SUMMARY OF THE INVENTION
[0010] Disclosed are a system and method for producing a label-free
micro-array biochip based on the surface plasmon resonance in
metallic nano-slit arrays. Modern micro-arrays are required to use
fluorescent dyes to label the bio-molecules of the micro-arrays. In
contrast, however, the micro-array biochip of the invention does
not utilize fluorescent labeling. Without the fluorescence
labeling, the label-free micro-array substantially reduces the
sample cost and can detect bio-molecular interactions in their
native forms.
[0011] The disclosed label-free micro-array chip comprises metallic
nano-slit arrays. Here, the thickness of the metallic film is about
100 nm, where the opening of the slit is smaller than 100 nm. In
addition, the size of each array size is approximately 100 .mu.m,
with the separation distance between adjacent arrays also being
approximately 100 .mu.m. This dimension is comparable with the spot
size and separation in a DNA microarray. As a result, it is
possible to place tens of thousands of detection points on a
standard glass slide.
[0012] When a transverse magnetic (TM) polarized normally incident
light is focused on the nano-slit arrays, the light generates
surface plasmonic waves in the nanoslits. At a specific wavelength,
the surface plasmons are in resonance and the optical transmission
is enhanced. The resonant condition is highly dependent upon the
surface condition. As a result, bio-molecular interactions on the
chip surface can be detected from the transmission light with a
high degree of sensitivity.
[0013] The present inventors have utilized two methods to detect
the bio-molecular interactions. In the first method, the
transmission spectra is read from each nano-slit array. Here, the
transmission peak wavelength is "red-shifted" when bio-molecules
are attached on the surface of the array.

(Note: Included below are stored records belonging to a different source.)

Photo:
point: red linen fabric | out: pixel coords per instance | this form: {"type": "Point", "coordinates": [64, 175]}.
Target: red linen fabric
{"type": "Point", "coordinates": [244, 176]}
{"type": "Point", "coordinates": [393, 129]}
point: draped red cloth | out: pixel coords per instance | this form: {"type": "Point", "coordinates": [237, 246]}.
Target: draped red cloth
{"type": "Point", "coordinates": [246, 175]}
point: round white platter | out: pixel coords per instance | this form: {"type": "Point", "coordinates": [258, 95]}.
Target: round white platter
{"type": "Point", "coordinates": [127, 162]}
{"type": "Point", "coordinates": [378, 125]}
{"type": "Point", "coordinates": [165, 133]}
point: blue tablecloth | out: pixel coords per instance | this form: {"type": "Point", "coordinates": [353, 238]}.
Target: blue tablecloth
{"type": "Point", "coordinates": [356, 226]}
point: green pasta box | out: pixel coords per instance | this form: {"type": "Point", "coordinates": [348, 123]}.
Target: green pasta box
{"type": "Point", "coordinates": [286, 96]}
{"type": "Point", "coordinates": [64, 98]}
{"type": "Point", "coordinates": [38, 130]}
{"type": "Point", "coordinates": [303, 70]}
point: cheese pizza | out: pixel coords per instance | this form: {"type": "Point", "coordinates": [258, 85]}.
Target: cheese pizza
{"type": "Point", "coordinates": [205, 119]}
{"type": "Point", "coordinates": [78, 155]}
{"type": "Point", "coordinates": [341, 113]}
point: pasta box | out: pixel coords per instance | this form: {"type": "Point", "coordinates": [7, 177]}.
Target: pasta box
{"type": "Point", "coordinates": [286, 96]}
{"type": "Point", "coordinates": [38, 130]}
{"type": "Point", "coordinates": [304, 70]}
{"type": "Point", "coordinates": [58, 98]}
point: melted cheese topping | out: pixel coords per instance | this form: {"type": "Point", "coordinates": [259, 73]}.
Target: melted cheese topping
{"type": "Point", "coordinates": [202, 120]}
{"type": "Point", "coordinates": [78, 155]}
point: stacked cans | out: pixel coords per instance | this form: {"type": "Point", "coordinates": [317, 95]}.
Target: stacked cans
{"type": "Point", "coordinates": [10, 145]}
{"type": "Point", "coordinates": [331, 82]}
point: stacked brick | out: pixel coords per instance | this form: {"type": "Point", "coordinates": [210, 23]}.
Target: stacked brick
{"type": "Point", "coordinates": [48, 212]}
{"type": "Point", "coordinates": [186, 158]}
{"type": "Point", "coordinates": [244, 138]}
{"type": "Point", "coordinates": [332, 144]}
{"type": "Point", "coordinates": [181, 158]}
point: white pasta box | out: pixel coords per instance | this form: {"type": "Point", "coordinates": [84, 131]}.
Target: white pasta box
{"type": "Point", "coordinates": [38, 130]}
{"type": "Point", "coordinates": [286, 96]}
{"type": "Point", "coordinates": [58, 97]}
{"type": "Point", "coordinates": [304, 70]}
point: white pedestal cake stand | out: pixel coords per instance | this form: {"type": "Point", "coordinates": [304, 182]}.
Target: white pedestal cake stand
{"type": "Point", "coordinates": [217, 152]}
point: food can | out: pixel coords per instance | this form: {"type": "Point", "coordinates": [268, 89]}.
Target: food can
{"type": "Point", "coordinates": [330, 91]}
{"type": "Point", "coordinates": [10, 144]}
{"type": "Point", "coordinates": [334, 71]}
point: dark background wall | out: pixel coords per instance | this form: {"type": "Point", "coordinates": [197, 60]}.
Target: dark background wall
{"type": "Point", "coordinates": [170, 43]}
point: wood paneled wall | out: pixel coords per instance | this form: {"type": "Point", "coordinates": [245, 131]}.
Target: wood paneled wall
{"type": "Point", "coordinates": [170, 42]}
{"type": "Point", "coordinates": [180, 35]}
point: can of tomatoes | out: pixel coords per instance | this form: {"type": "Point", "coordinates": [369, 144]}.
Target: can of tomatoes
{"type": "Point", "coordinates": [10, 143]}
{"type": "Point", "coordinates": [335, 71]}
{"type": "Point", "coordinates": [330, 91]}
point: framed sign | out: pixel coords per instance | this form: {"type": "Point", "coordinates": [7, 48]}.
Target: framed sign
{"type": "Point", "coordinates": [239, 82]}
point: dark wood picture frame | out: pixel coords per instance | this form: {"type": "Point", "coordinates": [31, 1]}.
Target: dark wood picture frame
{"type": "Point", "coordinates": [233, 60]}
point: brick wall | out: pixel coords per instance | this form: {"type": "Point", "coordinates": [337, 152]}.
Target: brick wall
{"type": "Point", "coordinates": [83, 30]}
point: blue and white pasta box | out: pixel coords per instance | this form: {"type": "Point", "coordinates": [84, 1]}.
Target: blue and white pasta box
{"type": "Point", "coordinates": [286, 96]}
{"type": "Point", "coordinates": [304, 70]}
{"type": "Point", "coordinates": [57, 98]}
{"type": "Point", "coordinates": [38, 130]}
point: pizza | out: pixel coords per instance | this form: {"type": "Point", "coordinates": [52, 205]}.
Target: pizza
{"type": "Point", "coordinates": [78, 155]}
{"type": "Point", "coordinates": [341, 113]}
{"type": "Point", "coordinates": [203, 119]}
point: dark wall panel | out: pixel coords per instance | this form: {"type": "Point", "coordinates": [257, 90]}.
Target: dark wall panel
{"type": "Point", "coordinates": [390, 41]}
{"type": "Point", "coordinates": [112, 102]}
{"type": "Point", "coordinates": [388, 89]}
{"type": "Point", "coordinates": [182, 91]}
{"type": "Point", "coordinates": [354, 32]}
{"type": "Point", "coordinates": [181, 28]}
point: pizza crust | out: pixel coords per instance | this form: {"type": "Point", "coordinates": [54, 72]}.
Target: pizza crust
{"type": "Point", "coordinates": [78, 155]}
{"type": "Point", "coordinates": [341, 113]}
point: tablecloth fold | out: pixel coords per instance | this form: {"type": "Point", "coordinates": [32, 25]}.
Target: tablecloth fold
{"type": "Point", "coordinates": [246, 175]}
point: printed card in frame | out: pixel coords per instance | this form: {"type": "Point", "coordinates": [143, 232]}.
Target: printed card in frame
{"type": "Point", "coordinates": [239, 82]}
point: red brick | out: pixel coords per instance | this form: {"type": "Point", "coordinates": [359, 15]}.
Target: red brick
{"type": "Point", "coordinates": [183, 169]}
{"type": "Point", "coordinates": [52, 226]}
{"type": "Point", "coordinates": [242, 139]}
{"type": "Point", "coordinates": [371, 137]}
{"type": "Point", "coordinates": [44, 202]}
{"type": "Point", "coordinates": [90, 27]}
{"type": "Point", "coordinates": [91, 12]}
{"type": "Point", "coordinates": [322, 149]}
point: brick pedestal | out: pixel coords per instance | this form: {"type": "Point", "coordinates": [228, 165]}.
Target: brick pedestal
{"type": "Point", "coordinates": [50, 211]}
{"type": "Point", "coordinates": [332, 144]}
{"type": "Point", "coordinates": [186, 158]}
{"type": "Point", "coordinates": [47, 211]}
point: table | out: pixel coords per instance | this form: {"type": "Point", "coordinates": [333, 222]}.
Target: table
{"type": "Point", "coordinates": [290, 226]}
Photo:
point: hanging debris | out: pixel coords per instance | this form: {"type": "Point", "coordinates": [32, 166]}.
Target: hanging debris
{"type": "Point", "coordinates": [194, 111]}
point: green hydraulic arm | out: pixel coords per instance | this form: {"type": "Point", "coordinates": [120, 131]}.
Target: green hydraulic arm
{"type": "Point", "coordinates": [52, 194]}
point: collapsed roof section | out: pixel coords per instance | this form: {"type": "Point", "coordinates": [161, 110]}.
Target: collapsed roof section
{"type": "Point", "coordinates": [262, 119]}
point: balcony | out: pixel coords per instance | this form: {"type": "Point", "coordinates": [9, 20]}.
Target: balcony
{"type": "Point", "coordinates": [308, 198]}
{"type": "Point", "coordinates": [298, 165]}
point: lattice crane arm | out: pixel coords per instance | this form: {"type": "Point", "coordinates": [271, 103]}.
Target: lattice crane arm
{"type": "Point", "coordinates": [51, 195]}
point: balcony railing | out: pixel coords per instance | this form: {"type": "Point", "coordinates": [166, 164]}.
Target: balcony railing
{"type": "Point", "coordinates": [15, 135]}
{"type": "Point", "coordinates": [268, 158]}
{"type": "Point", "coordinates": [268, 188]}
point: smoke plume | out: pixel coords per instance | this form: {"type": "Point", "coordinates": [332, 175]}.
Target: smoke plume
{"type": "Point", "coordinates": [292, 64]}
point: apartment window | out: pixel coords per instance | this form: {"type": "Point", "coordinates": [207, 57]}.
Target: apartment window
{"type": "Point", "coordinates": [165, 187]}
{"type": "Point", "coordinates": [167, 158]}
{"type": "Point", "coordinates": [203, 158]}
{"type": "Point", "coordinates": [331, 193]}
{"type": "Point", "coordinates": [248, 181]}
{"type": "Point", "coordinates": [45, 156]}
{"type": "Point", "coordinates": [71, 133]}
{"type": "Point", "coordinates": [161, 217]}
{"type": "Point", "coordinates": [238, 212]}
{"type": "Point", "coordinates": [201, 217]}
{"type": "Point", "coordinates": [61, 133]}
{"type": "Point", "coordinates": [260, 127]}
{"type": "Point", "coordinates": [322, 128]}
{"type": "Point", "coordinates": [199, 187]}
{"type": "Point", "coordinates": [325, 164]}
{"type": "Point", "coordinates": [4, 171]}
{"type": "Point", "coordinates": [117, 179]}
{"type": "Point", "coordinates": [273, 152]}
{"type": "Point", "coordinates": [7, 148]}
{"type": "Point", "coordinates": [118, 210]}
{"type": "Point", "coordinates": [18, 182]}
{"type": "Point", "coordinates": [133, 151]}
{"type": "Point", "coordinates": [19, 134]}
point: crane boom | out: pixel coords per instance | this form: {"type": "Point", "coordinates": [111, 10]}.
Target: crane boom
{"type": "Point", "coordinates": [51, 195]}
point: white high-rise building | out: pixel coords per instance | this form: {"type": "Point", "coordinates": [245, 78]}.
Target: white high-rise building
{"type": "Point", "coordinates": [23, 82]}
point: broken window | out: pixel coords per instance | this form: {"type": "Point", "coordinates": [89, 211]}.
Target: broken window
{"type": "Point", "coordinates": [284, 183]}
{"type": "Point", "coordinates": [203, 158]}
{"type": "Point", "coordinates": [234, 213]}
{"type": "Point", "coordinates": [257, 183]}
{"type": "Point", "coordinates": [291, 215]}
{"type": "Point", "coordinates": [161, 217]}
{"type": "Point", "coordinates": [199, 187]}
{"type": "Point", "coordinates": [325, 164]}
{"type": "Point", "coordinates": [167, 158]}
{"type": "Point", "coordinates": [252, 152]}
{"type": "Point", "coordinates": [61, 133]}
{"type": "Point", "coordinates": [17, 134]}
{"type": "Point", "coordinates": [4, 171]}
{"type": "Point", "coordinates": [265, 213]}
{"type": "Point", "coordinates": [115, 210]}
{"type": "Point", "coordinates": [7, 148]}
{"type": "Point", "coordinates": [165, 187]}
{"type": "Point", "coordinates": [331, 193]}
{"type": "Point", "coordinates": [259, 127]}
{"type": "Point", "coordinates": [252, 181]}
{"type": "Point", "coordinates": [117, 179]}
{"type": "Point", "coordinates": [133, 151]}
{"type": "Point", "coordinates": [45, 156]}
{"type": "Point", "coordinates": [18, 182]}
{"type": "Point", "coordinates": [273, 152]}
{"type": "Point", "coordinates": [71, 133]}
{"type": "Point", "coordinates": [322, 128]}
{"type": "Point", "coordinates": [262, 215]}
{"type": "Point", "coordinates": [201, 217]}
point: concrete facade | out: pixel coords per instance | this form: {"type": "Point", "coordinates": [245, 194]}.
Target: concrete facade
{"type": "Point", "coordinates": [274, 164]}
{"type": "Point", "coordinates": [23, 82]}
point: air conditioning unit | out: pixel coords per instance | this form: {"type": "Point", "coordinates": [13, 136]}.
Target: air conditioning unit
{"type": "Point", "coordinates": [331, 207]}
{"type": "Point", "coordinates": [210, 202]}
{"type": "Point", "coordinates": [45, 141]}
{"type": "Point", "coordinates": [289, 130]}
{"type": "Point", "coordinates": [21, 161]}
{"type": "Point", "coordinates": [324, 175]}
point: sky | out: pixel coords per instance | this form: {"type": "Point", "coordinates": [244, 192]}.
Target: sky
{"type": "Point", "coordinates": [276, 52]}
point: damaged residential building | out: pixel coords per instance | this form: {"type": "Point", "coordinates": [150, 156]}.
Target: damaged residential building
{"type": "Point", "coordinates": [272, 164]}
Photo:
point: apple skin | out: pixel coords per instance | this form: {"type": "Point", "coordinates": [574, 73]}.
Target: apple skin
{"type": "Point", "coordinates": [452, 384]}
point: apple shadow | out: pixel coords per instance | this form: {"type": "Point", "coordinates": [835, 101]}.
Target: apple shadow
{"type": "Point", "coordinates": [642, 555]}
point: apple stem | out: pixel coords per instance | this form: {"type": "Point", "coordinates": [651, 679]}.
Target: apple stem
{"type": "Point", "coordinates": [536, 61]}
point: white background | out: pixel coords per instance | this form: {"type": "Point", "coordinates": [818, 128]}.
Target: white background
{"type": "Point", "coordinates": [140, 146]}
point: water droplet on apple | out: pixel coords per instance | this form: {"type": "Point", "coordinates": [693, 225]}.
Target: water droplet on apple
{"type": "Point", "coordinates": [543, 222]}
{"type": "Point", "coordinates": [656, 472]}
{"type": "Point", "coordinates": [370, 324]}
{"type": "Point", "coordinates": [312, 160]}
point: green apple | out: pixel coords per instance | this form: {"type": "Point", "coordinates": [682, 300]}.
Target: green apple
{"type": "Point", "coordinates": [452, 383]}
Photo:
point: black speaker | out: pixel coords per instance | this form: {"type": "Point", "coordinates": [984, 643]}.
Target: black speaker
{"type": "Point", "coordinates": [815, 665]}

[0014] The second method entails recording intensity changes. Here,
the shift of wavelength causes a decrease of the transmission
intensity. High throughput bio-molecular interactions can be
simultaneously measured by using a low-noise charged coupled device
(CCD).
[0015] The disclosed label-free micro-array biochip may be used in
micro-array biochips, such as for DNA micro-arrays, protein
micro-arrays or aptamer micro-array, or in high throughput
antibody-antigen studies. The disclosed label-free micro-array
biochip provides advantages over existing technologies, such as
modification and fluorescence labeling on the analyte is not
required, the label-free micro-array biochip is ultra-sensitive,
the micro-array presents a simple optical reading system and may be
easily used in high throughput studies.
[0016] Other objects and features of the present invention will
become apparent from the following detailed description considered
in conjunction with the accompanying drawings. It is to be
understood, however, that the drawings are designed solely for
purposes of illustration and not as a definition of the limits of
the invention. It should be further understood that the drawings
are not necessarily drawn to scale and that, unless otherwise
indicated, they are merely intended to conceptually illustrate the
structures and procedures described herein.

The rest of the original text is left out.